Fortunately for India, Rao is different—gentle, scholarly, fluent in nine languages, seemingly possessed of many of the virtues and few of the vices of his generation and class. Boldness, however, is not in his character. As we rumbled along, I asked what he had in mind for India, should he come to power in the weeks ahead. The government was nearly bankrupt, in danger of defaulting on more than $70 billion in foreign debt—a figure that the World Bank later estimated would rise to $93 billion by the mid-1990S, requiring India to come up with $10 billion annually to pay interest and principal and to finance export imbalances. The previous administration, a brief farce led by the sweet-tempered socialist Chandra Shekhar, had been forced to pawn off confiscated gold to make its loan payments. In reply, Rao talked of change as if it were something a minister had ordered and which he, the senior civil servant, was now about to implement.
“Rajiv had set up a cell to deal with this, the economy,” he said. “Their papers are there. The cell is there. There has been interaction. He [Rajiv] has [sic] been talking to vast numbers of economists in the last six months.

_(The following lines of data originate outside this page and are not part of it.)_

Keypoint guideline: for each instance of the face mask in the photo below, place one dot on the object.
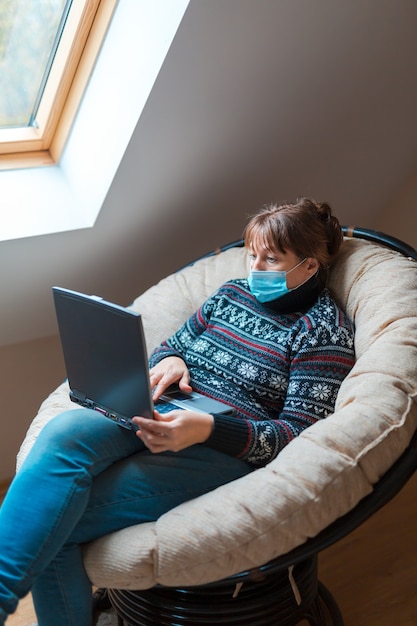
(268, 285)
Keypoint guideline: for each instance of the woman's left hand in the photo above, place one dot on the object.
(175, 430)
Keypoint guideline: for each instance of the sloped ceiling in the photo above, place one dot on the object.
(257, 101)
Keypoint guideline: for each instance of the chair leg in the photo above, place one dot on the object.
(325, 610)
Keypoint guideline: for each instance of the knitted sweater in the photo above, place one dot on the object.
(280, 371)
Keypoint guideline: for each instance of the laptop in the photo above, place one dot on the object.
(106, 361)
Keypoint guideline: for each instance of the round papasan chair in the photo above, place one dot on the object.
(246, 552)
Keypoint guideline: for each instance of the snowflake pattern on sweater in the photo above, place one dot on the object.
(280, 372)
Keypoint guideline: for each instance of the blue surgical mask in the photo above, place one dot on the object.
(268, 285)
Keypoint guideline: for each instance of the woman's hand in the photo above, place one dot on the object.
(175, 430)
(170, 370)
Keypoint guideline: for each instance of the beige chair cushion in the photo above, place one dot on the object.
(319, 476)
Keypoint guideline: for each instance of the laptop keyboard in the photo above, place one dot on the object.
(166, 407)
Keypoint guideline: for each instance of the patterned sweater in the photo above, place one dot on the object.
(280, 371)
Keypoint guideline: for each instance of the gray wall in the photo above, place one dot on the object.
(256, 101)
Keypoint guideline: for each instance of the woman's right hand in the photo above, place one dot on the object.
(170, 370)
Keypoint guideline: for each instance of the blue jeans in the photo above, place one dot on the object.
(85, 477)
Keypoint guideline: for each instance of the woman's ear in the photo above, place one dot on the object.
(312, 265)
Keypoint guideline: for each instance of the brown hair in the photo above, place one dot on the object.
(305, 227)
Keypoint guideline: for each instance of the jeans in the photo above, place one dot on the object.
(85, 477)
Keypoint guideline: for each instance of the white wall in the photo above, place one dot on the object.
(256, 101)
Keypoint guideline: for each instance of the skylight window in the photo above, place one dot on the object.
(29, 36)
(47, 52)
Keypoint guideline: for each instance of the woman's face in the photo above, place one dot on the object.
(263, 259)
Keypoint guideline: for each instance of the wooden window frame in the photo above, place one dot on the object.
(43, 143)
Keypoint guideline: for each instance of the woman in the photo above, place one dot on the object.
(275, 346)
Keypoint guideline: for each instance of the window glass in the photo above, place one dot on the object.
(29, 34)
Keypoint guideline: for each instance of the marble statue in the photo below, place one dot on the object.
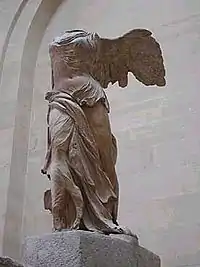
(82, 151)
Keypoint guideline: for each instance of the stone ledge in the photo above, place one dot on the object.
(86, 249)
(8, 262)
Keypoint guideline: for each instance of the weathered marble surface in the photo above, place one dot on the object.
(8, 262)
(158, 172)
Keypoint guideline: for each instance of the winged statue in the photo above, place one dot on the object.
(82, 150)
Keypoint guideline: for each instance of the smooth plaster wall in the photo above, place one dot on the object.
(157, 129)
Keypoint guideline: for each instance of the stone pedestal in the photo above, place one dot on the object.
(86, 249)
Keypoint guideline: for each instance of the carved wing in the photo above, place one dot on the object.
(136, 52)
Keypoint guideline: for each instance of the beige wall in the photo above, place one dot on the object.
(157, 129)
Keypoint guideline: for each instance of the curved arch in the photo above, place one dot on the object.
(16, 188)
(9, 33)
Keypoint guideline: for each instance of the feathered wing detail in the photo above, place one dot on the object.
(136, 52)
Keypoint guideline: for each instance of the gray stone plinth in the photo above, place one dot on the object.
(8, 262)
(86, 249)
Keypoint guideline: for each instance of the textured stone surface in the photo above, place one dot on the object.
(158, 130)
(85, 249)
(8, 262)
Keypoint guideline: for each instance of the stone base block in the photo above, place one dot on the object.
(86, 249)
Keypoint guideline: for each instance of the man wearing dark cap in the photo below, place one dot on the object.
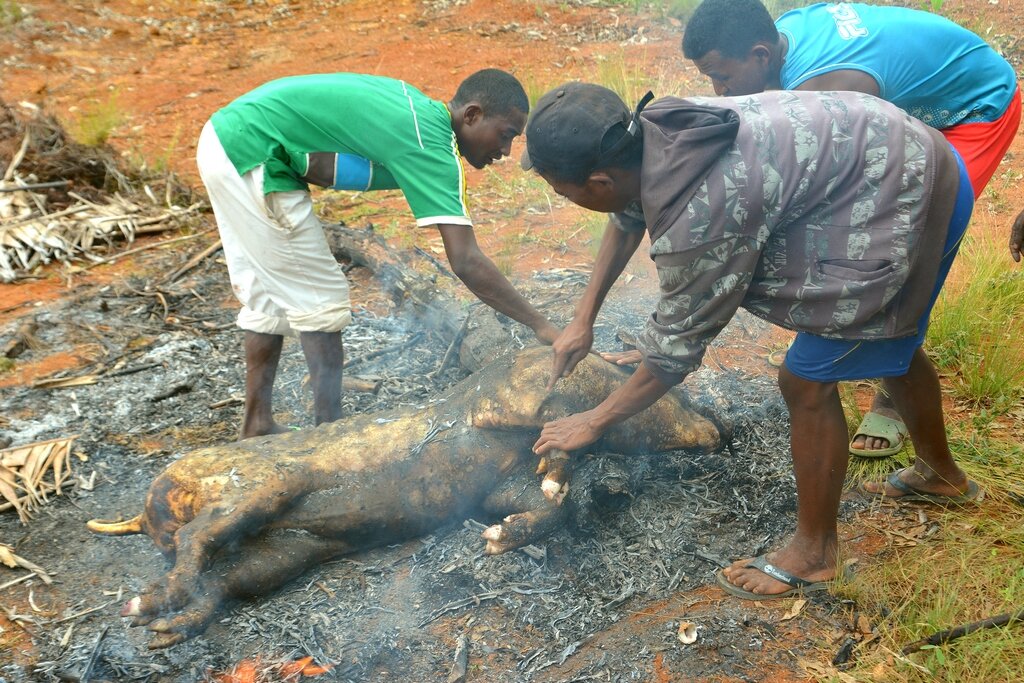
(926, 65)
(832, 214)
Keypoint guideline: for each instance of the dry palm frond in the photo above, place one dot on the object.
(41, 220)
(8, 558)
(30, 473)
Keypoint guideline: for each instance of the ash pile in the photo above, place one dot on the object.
(166, 375)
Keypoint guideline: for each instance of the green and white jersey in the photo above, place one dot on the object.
(349, 131)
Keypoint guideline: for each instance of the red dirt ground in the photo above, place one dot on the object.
(165, 67)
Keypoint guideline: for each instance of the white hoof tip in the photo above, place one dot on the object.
(131, 608)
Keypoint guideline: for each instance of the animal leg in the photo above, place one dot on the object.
(230, 519)
(532, 515)
(556, 467)
(259, 566)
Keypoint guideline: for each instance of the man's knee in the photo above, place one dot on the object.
(799, 392)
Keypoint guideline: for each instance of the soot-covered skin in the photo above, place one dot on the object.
(239, 520)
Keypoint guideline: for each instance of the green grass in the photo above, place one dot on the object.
(97, 121)
(973, 568)
(975, 336)
(632, 78)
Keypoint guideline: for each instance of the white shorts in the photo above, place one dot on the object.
(279, 261)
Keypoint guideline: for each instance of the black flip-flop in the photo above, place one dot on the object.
(800, 586)
(913, 495)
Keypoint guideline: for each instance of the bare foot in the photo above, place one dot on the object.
(756, 581)
(922, 483)
(866, 442)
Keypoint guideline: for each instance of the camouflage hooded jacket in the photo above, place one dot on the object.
(814, 211)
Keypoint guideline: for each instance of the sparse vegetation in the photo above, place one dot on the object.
(946, 568)
(974, 336)
(97, 121)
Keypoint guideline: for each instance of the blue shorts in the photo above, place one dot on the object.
(819, 359)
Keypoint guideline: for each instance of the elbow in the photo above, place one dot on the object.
(464, 266)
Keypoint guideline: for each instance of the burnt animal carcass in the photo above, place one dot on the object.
(238, 520)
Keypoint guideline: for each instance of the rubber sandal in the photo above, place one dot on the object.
(880, 426)
(800, 586)
(911, 494)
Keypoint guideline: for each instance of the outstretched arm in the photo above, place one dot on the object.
(573, 343)
(484, 280)
(1017, 238)
(576, 431)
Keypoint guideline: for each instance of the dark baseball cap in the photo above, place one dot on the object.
(567, 129)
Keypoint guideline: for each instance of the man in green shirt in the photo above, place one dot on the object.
(346, 131)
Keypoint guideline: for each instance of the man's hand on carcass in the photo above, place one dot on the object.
(547, 333)
(569, 433)
(631, 357)
(556, 439)
(571, 346)
(1017, 238)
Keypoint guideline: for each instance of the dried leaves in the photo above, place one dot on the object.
(33, 233)
(8, 558)
(30, 473)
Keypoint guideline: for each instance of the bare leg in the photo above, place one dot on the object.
(884, 406)
(262, 355)
(818, 442)
(325, 356)
(920, 401)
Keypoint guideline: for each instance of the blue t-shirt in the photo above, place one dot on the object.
(926, 65)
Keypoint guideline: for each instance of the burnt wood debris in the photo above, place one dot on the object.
(241, 519)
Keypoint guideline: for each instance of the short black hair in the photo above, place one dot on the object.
(497, 92)
(731, 27)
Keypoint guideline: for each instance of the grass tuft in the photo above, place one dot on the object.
(974, 336)
(96, 122)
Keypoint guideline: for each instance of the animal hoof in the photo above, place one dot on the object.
(555, 492)
(131, 608)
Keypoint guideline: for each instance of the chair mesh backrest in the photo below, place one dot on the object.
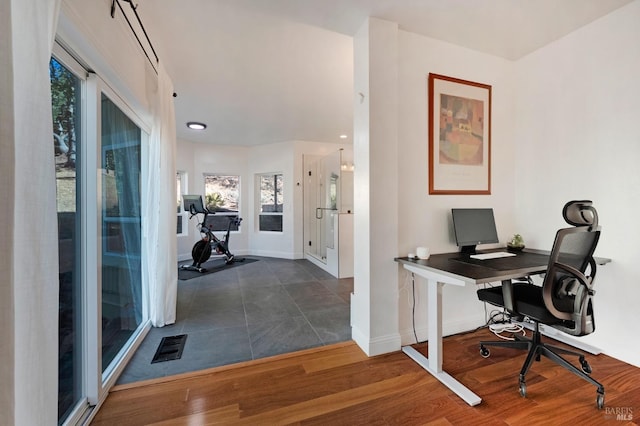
(571, 265)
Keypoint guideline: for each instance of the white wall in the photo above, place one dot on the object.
(577, 111)
(422, 219)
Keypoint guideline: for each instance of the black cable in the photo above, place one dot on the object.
(134, 31)
(135, 12)
(413, 310)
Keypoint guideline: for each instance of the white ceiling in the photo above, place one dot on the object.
(263, 71)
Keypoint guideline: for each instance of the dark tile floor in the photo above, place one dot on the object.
(255, 310)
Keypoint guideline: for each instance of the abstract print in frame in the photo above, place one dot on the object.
(459, 136)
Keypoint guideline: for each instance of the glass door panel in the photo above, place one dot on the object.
(66, 91)
(323, 200)
(120, 175)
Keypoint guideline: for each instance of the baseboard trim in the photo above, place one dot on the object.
(377, 345)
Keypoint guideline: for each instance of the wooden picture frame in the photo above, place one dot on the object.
(459, 136)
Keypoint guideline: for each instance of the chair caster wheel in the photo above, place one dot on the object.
(523, 389)
(484, 352)
(600, 400)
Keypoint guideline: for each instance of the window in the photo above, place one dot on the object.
(181, 187)
(271, 202)
(222, 197)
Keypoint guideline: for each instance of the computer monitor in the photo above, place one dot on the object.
(473, 227)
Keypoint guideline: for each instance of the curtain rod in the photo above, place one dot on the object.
(113, 13)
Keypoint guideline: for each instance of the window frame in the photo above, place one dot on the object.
(259, 205)
(235, 228)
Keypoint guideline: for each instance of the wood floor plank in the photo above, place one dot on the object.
(340, 385)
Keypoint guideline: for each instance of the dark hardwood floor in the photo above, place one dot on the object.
(340, 385)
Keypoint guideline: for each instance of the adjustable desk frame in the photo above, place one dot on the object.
(439, 270)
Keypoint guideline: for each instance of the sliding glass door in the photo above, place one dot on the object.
(66, 91)
(98, 145)
(120, 175)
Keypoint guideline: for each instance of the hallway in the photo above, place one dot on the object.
(250, 311)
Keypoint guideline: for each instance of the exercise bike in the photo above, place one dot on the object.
(203, 248)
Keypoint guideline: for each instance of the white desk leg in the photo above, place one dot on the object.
(434, 293)
(433, 364)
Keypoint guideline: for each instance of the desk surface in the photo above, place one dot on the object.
(527, 262)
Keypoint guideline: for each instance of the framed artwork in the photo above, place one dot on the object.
(459, 136)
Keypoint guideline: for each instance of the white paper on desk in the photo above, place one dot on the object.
(494, 255)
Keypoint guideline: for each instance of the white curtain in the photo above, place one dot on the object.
(160, 222)
(28, 240)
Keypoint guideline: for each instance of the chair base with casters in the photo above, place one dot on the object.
(536, 348)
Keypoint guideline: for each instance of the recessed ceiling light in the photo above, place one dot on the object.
(196, 126)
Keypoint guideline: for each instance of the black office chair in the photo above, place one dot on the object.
(564, 301)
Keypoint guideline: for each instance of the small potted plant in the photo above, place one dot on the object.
(516, 243)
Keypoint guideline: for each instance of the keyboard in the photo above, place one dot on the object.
(494, 255)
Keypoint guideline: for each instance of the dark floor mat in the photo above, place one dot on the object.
(170, 348)
(211, 266)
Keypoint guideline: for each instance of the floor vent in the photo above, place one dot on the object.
(170, 348)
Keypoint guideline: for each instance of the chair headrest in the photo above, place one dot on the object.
(580, 213)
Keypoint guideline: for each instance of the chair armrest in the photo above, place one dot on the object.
(581, 279)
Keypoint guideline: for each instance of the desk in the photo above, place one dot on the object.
(441, 269)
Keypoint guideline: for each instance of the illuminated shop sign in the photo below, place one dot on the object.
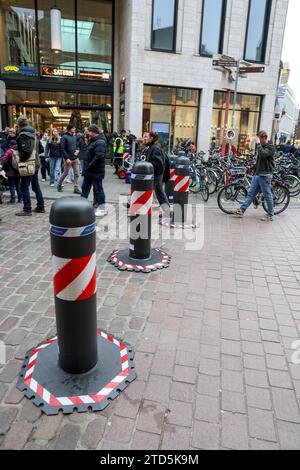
(87, 74)
(19, 70)
(53, 72)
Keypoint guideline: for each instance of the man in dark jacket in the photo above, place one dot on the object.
(26, 140)
(262, 179)
(70, 152)
(94, 168)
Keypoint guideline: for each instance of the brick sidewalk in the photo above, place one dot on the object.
(213, 337)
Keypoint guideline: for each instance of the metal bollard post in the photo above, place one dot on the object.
(74, 269)
(140, 257)
(81, 368)
(170, 183)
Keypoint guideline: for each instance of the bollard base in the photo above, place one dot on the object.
(186, 226)
(158, 260)
(54, 390)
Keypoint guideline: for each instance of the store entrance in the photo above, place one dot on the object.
(45, 118)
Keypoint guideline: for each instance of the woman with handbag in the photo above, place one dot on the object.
(29, 149)
(53, 153)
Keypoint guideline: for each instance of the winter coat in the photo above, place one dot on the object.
(25, 141)
(7, 164)
(265, 164)
(53, 150)
(69, 146)
(94, 165)
(155, 155)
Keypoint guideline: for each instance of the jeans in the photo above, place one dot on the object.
(75, 165)
(55, 169)
(14, 185)
(260, 184)
(25, 193)
(98, 187)
(159, 191)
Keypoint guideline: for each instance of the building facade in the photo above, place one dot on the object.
(142, 65)
(163, 62)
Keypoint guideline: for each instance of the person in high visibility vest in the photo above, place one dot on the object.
(118, 149)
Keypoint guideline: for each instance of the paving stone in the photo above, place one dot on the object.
(234, 432)
(7, 416)
(176, 438)
(285, 405)
(94, 433)
(289, 435)
(16, 440)
(68, 437)
(205, 436)
(261, 425)
(145, 440)
(151, 417)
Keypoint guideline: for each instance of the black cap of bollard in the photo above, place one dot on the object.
(72, 212)
(143, 168)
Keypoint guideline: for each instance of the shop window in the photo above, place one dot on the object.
(257, 30)
(164, 19)
(212, 28)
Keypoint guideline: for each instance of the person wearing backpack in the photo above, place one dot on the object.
(27, 144)
(155, 155)
(11, 174)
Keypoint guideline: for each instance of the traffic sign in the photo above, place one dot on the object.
(252, 70)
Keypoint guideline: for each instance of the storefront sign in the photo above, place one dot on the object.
(18, 70)
(53, 72)
(87, 74)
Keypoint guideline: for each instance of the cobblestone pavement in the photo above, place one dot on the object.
(213, 337)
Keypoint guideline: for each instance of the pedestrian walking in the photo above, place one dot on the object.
(28, 144)
(155, 155)
(11, 174)
(70, 154)
(53, 154)
(94, 168)
(263, 176)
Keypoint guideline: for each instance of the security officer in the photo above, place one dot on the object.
(118, 149)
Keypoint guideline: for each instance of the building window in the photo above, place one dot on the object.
(172, 112)
(247, 119)
(212, 28)
(257, 30)
(164, 20)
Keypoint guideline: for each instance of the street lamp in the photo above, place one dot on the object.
(55, 16)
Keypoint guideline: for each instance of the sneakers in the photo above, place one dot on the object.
(267, 218)
(101, 213)
(238, 213)
(23, 214)
(38, 210)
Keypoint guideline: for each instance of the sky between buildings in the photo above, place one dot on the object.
(291, 52)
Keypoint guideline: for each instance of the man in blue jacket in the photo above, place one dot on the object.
(94, 168)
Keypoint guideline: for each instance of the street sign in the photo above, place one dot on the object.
(247, 70)
(224, 63)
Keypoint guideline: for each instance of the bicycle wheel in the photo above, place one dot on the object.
(293, 184)
(282, 198)
(231, 197)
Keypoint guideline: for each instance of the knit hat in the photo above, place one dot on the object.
(22, 121)
(94, 128)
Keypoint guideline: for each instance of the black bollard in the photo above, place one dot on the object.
(81, 369)
(170, 183)
(74, 269)
(140, 257)
(181, 196)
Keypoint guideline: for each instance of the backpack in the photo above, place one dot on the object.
(167, 170)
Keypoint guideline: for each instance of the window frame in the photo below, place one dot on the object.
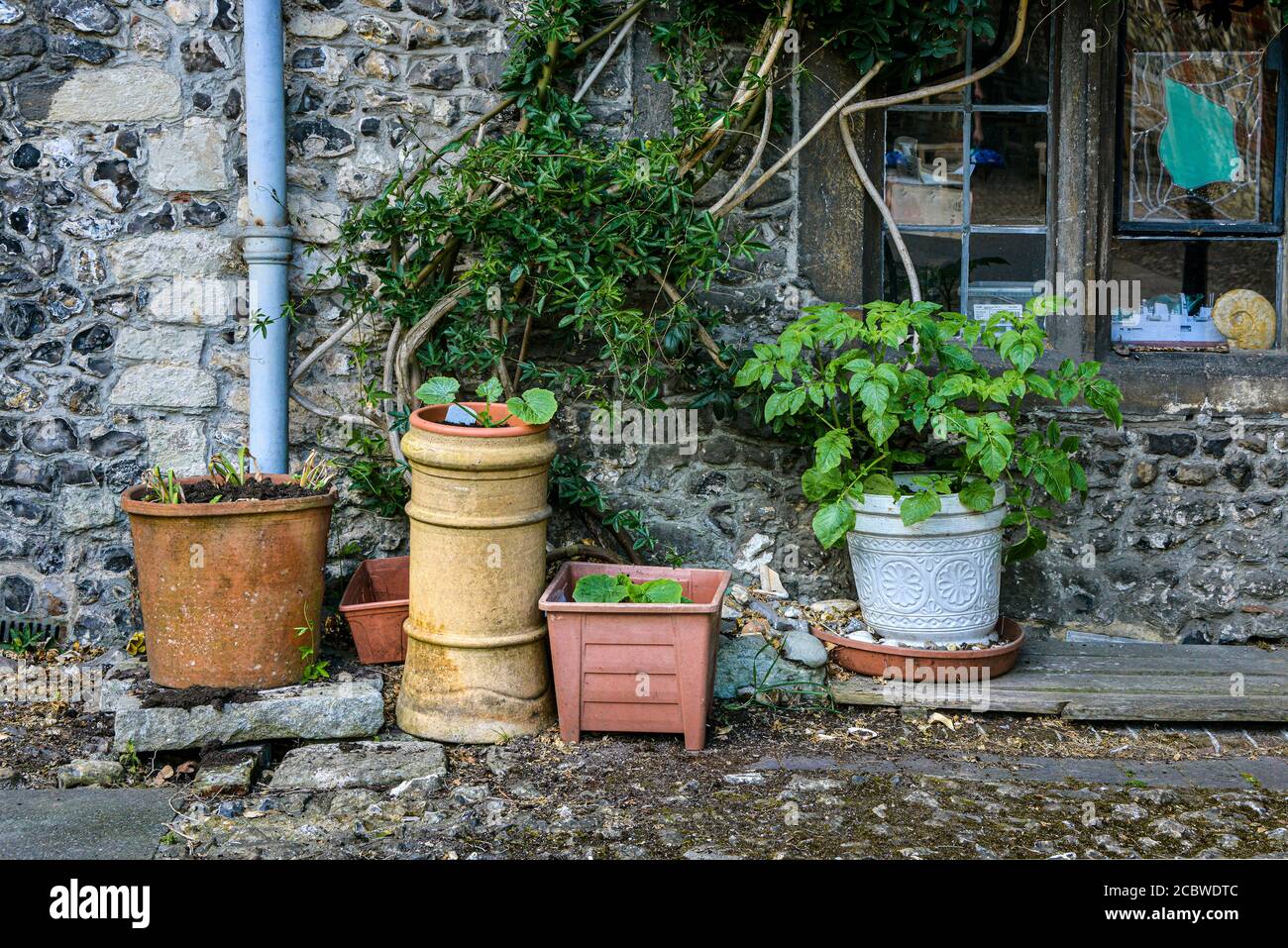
(1196, 228)
(966, 108)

He has given the lead.” Rao conceded that he had long believed in Nehruvian socialism, but “we have been compelled to revise and at least rethink our own beliefs.”
If this was not the talk of a capitalist revolutionary, perhaps it was because that afternoon Rao had other things on his mind. The leaderless Congress Party lay in fragments. The Hindu revivalists were clamoring for power. Staring out the train window at the blistering summer heat that shimmered in waves across the parched brown countryside, Rao spoke mainly about Nehru’s political inheritance, which he felt had to be somehow stitched back together if India was to have the opportunity to change. He said with conviction that the party would not split, but at the same time preventing catastrophe would be no small matter. “Right now, we feel it as the greatest challenge,” he said. “To lose a leader in the middle of an election, that has never happened before.” Still, the adhesive of the Nehruvian state arose from one fact, he continued: “This party is where power is available. This is the source of political power in India. There will be claimants and claims, people who get it and don’t. Rivalry will remain but the party will not break. We know when to stop the fight.” He rhapsodized about the Nehruvian elite, its long struggle for independence and nation-building. “This is a one-hundred-six-year-old party, four or five generations. We have lots of families in India where the head of the family is not the most brilliant or able but still the family continues because of the loyalty. The party has always thrown up leadership that is good enough to keep the party together. I stand for what they stood for. All the ideas are there. The whole case is there but we have to marshal it.” And then, referring to the impending vote, he added, “We have three days.”